[PPS06-P04] Evaluation of the atmospheric turbulent energy at the cloud top region of Venus in the data of Akatsuki IR2 with LIR and UVI
Keywords:Venus, turbulent energy spectra
As a preceding research, Rossow et al. (1980) and Del Genio et al. (1982) derived PSDs in the range of planetary wavenumber K=5~30 (λ=1,300~7,500 km) from UV images of Pioneer Venus Orbiter (PVO) and found it had a ‘bending’ around the wavenumber 10. Peralta et al. (2007) obtained PSDs in the range of K=1~50 (λ=760~38,400 km) from the UV images of the Galileo flyby and found their significant temporal variations. Teraguchi et al. (2010 in AGU, 2011 in EPSC) showed temporal / spatial variations of PSDs from UV images of Venus Monitoring Camera (VMC) onboard of Venus Express (VEx) in the range K=3.6~360 (λ=100~10,000 km). However, it is necessary for these studies to confirm the relation of minor atmospheric component at cloud-top and dynamic parameters such as temperature or wind-velocity in order to evaluate the Venusian atmospheric turbulent energy.
Akatsuki satellite is available of simultaneous multi-wavelength imaging. IR2 (near infrared) observes altitude distributions of cloud on dayside and cloud-thickness distributions on night-side. UVI (UV) targets distributions of unknown absorber and SO2 and LIR (mid-IR) for temperature distributions at cloud top. IR2・UVI can also provide wind velocity field. Using these datasets, it is possible to provide new baseline for previous studies, that is, the direct comparison of relations of PSDs derived from dynamic parameters and that from UV images. The comparison has already done in Jupiter’s case, using 3-wavelength images (near-infrared, blue, near-ultraviolet) observed by HST in 1995 and Cassini in 2000 (Barrado et al. 2009).
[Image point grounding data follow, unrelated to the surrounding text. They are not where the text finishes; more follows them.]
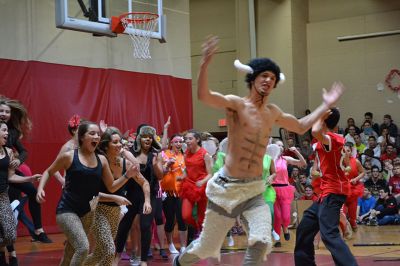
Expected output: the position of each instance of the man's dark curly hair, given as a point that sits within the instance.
(260, 65)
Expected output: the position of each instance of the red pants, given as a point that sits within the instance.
(351, 204)
(187, 209)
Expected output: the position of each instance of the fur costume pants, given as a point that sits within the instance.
(220, 217)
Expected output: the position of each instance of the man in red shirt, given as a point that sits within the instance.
(390, 153)
(394, 182)
(309, 194)
(324, 214)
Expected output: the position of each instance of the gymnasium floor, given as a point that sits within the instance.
(50, 254)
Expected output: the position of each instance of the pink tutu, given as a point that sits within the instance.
(285, 193)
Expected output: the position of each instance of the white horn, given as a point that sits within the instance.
(242, 67)
(282, 78)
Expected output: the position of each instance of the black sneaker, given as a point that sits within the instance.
(149, 253)
(175, 261)
(42, 237)
(12, 261)
(3, 259)
(163, 254)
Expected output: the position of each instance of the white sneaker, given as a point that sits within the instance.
(182, 249)
(275, 236)
(231, 242)
(14, 204)
(172, 249)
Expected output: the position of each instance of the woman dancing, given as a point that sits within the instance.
(8, 233)
(84, 171)
(105, 223)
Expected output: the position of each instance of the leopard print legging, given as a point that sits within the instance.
(8, 233)
(76, 229)
(105, 226)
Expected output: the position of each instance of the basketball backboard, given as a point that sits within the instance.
(94, 16)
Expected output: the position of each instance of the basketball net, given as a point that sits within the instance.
(141, 25)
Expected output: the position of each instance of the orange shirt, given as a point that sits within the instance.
(169, 183)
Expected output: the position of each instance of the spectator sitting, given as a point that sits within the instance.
(300, 184)
(388, 122)
(364, 205)
(367, 132)
(287, 152)
(375, 183)
(385, 138)
(350, 135)
(385, 211)
(394, 183)
(390, 152)
(368, 116)
(387, 170)
(294, 175)
(307, 151)
(309, 194)
(373, 145)
(368, 158)
(359, 145)
(351, 123)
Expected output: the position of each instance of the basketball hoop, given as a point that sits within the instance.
(139, 26)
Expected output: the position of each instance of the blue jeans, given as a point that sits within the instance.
(324, 217)
(388, 219)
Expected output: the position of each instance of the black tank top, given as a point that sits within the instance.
(119, 192)
(4, 164)
(82, 183)
(134, 190)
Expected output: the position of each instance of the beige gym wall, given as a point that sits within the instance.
(359, 64)
(301, 37)
(28, 33)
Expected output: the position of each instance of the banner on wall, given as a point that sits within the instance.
(52, 93)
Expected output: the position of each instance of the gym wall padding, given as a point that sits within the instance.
(52, 93)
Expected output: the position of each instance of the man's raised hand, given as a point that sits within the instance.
(332, 96)
(209, 48)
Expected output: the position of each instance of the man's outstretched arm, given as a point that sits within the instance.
(301, 126)
(211, 98)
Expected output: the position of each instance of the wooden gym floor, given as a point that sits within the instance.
(50, 254)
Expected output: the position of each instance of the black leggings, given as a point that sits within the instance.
(158, 212)
(172, 207)
(145, 226)
(15, 190)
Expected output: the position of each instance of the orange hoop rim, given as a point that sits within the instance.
(154, 16)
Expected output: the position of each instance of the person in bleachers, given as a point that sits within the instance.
(368, 116)
(358, 144)
(309, 194)
(375, 183)
(351, 123)
(364, 206)
(385, 137)
(394, 183)
(388, 122)
(367, 132)
(385, 211)
(350, 135)
(389, 153)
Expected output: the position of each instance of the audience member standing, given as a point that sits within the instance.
(198, 168)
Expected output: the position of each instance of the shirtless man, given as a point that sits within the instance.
(236, 190)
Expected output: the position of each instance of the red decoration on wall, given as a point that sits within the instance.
(389, 80)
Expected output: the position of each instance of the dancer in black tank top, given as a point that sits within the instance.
(85, 169)
(151, 169)
(8, 232)
(106, 220)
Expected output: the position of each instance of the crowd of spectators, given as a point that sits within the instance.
(377, 147)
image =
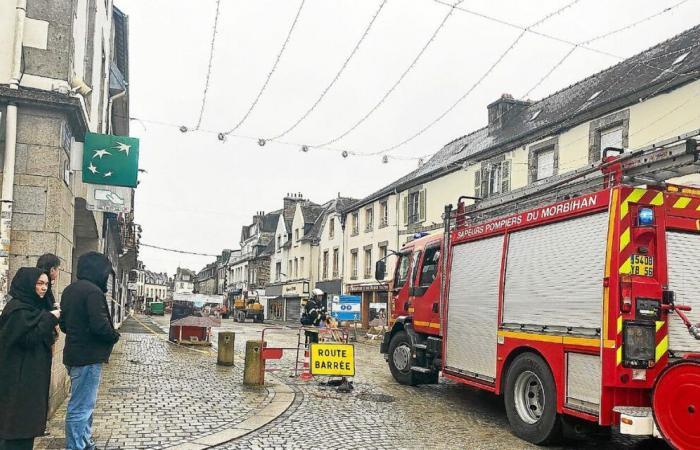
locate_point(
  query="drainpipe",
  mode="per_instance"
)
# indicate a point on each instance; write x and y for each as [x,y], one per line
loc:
[110,105]
[8,178]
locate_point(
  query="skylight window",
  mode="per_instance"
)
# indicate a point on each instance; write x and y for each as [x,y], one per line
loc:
[594,95]
[680,58]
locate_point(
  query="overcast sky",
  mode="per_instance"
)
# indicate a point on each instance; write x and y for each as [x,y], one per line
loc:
[198,192]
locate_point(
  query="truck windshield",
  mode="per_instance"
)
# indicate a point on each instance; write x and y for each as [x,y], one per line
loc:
[402,270]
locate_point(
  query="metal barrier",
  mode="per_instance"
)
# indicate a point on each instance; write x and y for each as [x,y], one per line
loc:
[276,353]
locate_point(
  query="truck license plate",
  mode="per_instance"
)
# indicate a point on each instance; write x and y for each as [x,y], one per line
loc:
[642,265]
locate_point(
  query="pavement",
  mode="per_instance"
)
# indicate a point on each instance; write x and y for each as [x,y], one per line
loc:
[183,400]
[157,395]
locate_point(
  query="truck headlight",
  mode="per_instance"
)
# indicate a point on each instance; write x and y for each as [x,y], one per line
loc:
[638,344]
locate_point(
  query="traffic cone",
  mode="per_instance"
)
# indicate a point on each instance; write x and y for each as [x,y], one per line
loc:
[306,373]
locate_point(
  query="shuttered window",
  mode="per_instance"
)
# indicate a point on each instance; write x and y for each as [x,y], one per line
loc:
[545,164]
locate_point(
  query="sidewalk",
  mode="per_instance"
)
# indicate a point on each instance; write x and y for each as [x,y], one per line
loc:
[157,395]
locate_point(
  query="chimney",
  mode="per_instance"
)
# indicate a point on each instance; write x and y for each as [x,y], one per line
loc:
[289,204]
[501,108]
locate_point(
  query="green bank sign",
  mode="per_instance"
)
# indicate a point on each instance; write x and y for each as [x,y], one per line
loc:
[110,160]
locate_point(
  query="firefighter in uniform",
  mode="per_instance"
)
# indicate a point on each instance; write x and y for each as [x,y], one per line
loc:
[314,313]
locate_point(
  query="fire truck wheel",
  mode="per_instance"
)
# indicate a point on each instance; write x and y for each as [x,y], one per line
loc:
[400,359]
[531,400]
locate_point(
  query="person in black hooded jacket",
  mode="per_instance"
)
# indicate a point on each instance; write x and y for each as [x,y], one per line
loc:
[27,332]
[90,336]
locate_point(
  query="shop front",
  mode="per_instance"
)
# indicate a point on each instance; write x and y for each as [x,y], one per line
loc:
[375,303]
[295,295]
[332,288]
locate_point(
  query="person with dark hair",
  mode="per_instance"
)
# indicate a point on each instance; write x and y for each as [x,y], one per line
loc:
[90,336]
[50,263]
[27,332]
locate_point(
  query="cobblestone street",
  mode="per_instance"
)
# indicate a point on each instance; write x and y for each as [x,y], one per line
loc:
[158,395]
[381,414]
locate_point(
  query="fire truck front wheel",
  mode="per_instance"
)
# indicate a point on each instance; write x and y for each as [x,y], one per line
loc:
[531,400]
[400,359]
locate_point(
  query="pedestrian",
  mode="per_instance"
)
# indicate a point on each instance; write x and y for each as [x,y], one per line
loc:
[314,313]
[50,263]
[90,336]
[27,332]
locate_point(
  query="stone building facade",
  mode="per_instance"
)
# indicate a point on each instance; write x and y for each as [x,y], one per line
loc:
[57,61]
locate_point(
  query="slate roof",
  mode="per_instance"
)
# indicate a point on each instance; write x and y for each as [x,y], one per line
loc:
[648,73]
[335,205]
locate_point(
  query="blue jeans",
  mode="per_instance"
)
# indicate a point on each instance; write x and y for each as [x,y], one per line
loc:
[84,381]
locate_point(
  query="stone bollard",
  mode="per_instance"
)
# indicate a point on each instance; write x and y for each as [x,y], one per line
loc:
[254,371]
[226,341]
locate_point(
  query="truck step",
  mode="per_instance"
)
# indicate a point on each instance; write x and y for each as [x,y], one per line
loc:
[634,411]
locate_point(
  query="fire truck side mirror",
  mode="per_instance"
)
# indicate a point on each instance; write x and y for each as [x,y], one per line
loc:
[380,270]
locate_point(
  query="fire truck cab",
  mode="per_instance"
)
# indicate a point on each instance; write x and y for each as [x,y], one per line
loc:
[570,309]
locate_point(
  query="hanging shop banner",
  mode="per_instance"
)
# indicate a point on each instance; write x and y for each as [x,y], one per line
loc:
[114,199]
[336,360]
[349,307]
[110,160]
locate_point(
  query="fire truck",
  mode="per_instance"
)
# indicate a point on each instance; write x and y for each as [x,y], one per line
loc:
[569,297]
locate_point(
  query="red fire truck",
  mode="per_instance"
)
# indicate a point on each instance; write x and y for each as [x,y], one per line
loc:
[568,297]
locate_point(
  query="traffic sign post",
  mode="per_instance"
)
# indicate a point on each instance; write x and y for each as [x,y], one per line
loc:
[348,309]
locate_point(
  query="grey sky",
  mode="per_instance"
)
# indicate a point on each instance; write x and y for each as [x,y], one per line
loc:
[198,192]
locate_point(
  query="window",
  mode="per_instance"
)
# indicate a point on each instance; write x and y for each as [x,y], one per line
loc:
[383,214]
[336,257]
[493,178]
[430,266]
[382,252]
[545,164]
[413,207]
[325,265]
[355,223]
[368,262]
[609,131]
[401,270]
[353,264]
[612,137]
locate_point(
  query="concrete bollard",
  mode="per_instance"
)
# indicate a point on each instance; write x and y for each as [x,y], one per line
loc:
[254,371]
[226,341]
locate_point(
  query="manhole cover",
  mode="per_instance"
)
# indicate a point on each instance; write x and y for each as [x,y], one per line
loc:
[378,398]
[122,390]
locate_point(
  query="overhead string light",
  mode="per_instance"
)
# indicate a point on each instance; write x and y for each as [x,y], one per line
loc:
[478,82]
[209,66]
[398,81]
[269,76]
[527,29]
[337,75]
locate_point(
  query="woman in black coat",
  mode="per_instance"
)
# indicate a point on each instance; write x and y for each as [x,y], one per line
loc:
[27,332]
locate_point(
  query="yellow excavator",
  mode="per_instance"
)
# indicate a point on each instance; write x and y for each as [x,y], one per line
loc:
[247,308]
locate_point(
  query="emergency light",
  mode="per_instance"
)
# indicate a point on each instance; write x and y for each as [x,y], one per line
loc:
[645,218]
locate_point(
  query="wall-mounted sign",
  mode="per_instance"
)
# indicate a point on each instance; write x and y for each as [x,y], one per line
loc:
[112,199]
[110,160]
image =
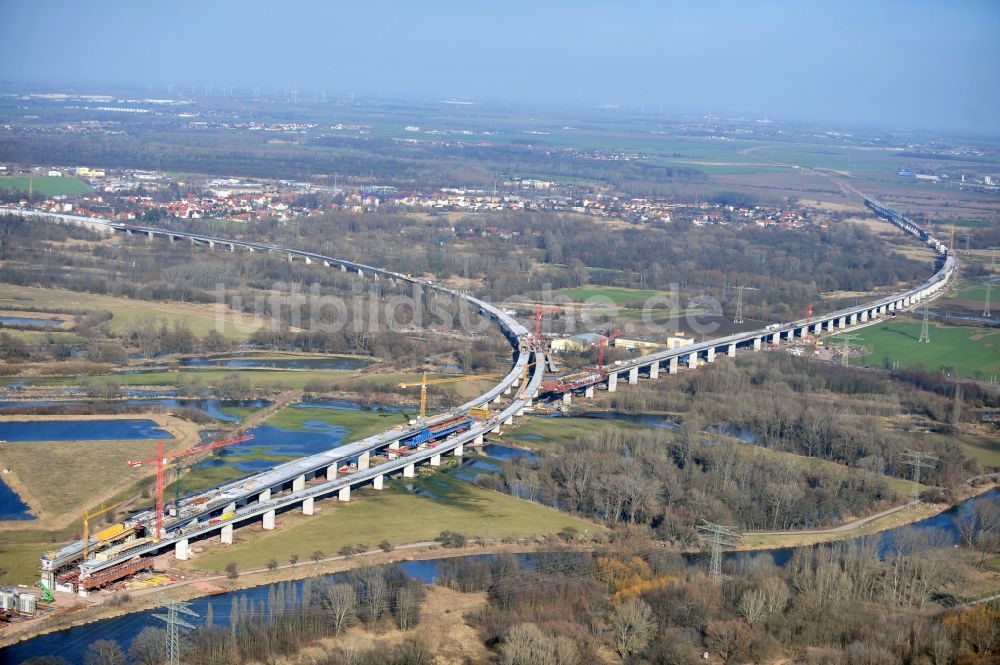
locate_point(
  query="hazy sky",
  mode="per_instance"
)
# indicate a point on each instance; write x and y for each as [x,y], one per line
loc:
[898,63]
Relations will become clear for the first time between PSDs of temperature and wind velocity information (LIR and IR2・UVI) and PSDs of physical quantity of IR2・UVI. In addition to it, Akatsuki’s nearly equatorial orbit and high resolution-full-disk images have a potential to widen coverage of the wavenumber range of PSDs (K=1~3840, λ=10~38,400 km)
In this talk, we show the first results of PSDs derived from Akatsuki’s datasets together with analytical method and evaluation of quality of data for this study.